I opened my eyes, and I stepped back, and I looked at Scarangello, and I said, ‘OK, we can go now.’
NINETEEN
THE AIRPLANE CABIN was warm, so out of deference to Scarangello’s injured sensibilities I took off my ruined jacket and folded it inside out and dumped it on an unoccupied chair. We were out of French airspace after forty minutes, and then we crossed Great Britain diagonally, eight miles high, and then we started on the long haul over the far North Atlantic. A Great Circle route. We ate stuff the crew had picked up at Le Bourget, and then we stretched out in reclined chairs, on opposite sides of the aisle, head to toe, close, but not too close.
I asked her, ‘Who exactly was the guy in the suit?’
She said, ‘DGSE’s head of counterterrorism.’

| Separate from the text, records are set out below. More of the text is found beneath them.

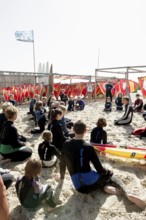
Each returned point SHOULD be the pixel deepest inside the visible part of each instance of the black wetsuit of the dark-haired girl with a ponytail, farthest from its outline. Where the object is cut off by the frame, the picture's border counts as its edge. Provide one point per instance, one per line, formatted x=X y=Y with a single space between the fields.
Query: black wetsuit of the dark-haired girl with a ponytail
x=58 y=137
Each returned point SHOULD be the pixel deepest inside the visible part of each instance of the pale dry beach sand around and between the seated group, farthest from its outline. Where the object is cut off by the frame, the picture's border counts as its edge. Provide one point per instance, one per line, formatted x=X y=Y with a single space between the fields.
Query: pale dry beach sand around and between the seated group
x=99 y=205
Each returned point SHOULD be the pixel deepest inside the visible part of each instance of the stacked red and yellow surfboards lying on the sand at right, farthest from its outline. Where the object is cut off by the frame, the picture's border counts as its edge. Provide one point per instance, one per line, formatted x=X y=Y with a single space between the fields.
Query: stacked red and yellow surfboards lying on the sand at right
x=127 y=152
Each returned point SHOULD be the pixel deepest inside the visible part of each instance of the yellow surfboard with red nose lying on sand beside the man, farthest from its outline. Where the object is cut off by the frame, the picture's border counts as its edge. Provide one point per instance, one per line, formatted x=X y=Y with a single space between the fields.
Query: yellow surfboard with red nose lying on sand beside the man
x=127 y=153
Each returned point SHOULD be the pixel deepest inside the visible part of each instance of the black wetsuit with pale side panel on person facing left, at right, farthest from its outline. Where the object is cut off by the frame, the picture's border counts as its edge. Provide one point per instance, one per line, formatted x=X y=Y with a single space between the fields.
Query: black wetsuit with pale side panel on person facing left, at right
x=127 y=117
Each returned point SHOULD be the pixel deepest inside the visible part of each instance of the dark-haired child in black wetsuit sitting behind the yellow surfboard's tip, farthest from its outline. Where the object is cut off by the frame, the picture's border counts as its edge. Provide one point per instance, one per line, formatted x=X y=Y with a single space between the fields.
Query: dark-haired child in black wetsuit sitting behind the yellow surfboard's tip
x=98 y=135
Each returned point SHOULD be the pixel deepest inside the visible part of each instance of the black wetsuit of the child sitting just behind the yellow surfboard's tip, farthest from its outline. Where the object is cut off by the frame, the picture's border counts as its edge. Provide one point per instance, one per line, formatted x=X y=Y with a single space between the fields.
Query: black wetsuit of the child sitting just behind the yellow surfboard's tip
x=99 y=136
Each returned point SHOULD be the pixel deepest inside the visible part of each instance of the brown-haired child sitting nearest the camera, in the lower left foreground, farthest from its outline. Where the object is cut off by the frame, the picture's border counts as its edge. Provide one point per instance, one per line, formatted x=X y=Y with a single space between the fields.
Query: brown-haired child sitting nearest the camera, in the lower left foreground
x=29 y=189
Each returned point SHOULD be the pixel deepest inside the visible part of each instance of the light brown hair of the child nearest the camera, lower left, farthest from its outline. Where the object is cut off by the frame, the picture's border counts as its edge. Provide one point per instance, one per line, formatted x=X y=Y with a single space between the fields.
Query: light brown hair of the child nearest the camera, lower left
x=33 y=168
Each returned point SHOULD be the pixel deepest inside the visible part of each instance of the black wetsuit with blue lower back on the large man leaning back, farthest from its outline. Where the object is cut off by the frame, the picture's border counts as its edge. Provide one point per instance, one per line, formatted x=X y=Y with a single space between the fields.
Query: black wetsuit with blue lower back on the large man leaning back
x=77 y=155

‘Was the Vietnamese kid his? With the AK-47?’
‘His?’
‘Was he another patsy? For the newspapers?’
‘No, he was for real. Still there, at an attic window.’
I said nothing.
She said, ‘What?’
‘You don’t want me to tell you anything.’
‘Is this something O’Day will figure out?’
‘I’m sure he already has.’
‘Then you can give me the deep background.’
‘What do you remember about the Soviets?’
‘Lots of things.’
I said, ‘Above all they were realistic, especially about human nature, and the quality of their own personnel. They had a very big army, which meant their average grunt was lazy, incompetent, and not blessed with any kind of discernible talent. They understood that, and they knew there wasn’t a whole lot they could do about it. So instead of trying to train their people upward towards the standard of available modern weaponry, they designed their available modern weaponry downward towards the standard of their people. Which was a truly radical approach.’